The Reston-based company credited industry-wide growth in the cell phone business and the success of Boost Mobile, a prepaid wireless service it is marketing to young adults. It said it plans to sell Boost, which now has 1.2 million subscribers in 12 markets, nationwide this quarter.
Nextel, which expects to complete a $35 billion merger with Sprint Corp. this year, said its fourth-quarter earnings fell because of a $231 million tax payment but revenue increased 19 percent over the fourth quarter of 2003.
The company earned $471 million (41 cents a share) in the fourth quarter on revenue of $3.6 billion. That compares with a profit of $634 million (55 cents) on revenue of $3 billion during the same period a year earlier.
Analysts said Nextel's subscriber growth is likely to be repeated by other wireless carriers that will report earnings in coming days.
Roger Entner, an analyst with the Yankee Group, a market-research firm, said 2004 "was better than everybody expected, with very strong growth driven by very aggressive 'family-share' initiatives from basically all carriers." The mobile-phone industry added 20 million subscribers in 2004, and is likely to add 12 million more this year, he said, mostly through prepaid phone services like Boost.
In a conference call with analysts, chief executive Timothy M. Donahue said Nextel's challenge this year will be to stay focused on increasing its customer base.
"Our plans to integrate our operations with Sprint will command some of our attention, but not distract us from our focus," he said. The companies filed last week for regulatory approval of their merger.
Nextel said it hired three outside consulting firms, which it did not identify, to help coordinate planning for the Sprint-Nextel combination. The two companies must compete against each other until the merger closes, company officials said, but Nextel also must plan its marketing, technology, and product strategy so it can coordinate with Sprint as soon as the merger is complete.
"We are thinking through things like what we want the stores to look like, what do we want the [customer] experience to be," said Paul N. Saleh, Nextel's chief financial officer. The company is planning to help employees adjust to the merger, charting steps that would be taken almost immediately after the merger is approved.
Donahue said "2004 was a remarkable year for us" on a variety of fronts. He said the company secured valuable new frequencies from the Federal Communications Commission, expanded its brand awareness through a sponsorship of NASCAR and announced the merger deal with Sprint in December.
Nextel said it plans to invest $2.6 billion this year in its network, which works with a proprietary walkie-talkie type technology that more than 90 percent of its subscribers use.

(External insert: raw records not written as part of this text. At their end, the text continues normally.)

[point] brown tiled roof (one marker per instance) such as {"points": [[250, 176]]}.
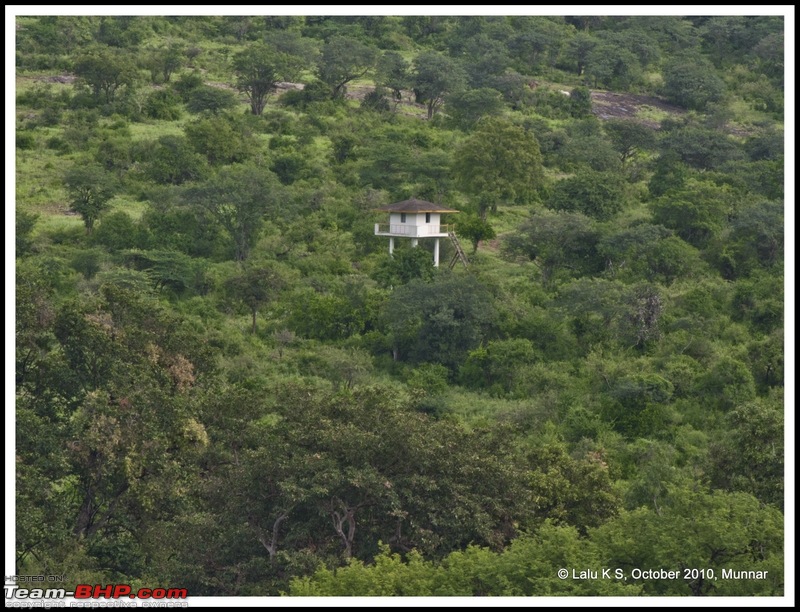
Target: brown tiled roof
{"points": [[414, 205]]}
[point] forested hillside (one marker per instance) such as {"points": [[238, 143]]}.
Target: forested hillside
{"points": [[226, 383]]}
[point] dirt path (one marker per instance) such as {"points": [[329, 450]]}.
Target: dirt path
{"points": [[609, 105]]}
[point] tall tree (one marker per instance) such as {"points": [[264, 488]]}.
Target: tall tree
{"points": [[433, 77], [499, 162], [257, 74], [344, 60], [238, 198], [89, 188], [255, 286], [106, 70]]}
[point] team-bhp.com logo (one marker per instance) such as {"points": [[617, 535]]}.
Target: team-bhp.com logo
{"points": [[93, 591]]}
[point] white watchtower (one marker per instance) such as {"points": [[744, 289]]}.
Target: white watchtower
{"points": [[415, 219]]}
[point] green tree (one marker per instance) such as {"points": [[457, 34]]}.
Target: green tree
{"points": [[475, 229], [499, 162], [613, 66], [212, 99], [255, 287], [700, 147], [749, 455], [344, 60], [466, 108], [403, 266], [557, 242], [106, 70], [238, 198], [697, 212], [599, 195], [259, 69], [648, 251], [89, 188], [433, 77], [392, 72], [697, 529], [691, 82], [221, 139], [173, 161], [629, 138], [24, 224], [439, 322], [164, 61]]}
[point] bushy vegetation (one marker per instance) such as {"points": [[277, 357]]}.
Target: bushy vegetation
{"points": [[224, 381]]}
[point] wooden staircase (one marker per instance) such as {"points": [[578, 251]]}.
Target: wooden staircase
{"points": [[459, 254]]}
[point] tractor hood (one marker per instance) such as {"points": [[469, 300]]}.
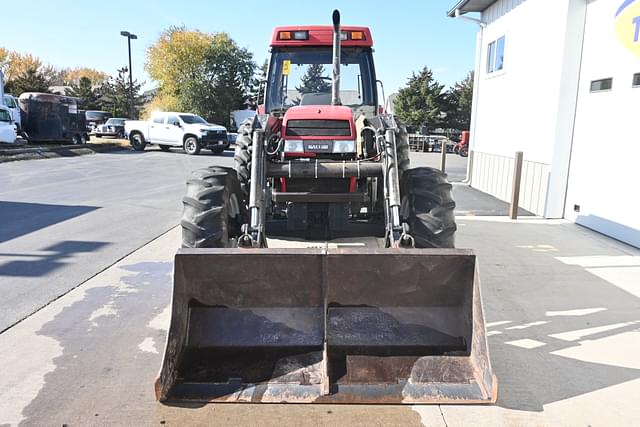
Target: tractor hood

"It is interesting that they are going to continue to spend on their network. That's a clear sign that the push-to-talk technology that they have will have a long lifetime ahead of it," which is a good thing for the business and teenage users who rely on that service, said Jonathan Atkin, an analyst with RBC Capital Markets in San Francisco.
For all of 2004, Nextel earned $3 billion ($2.62 a share) on revenue of $13.4 billion, up from a profit of $1.5 billion ($1.34) on revenue of $10.8 billion in 2003.
Shares of Nextel closed yesterday at $28.59 a share, down 59 cents.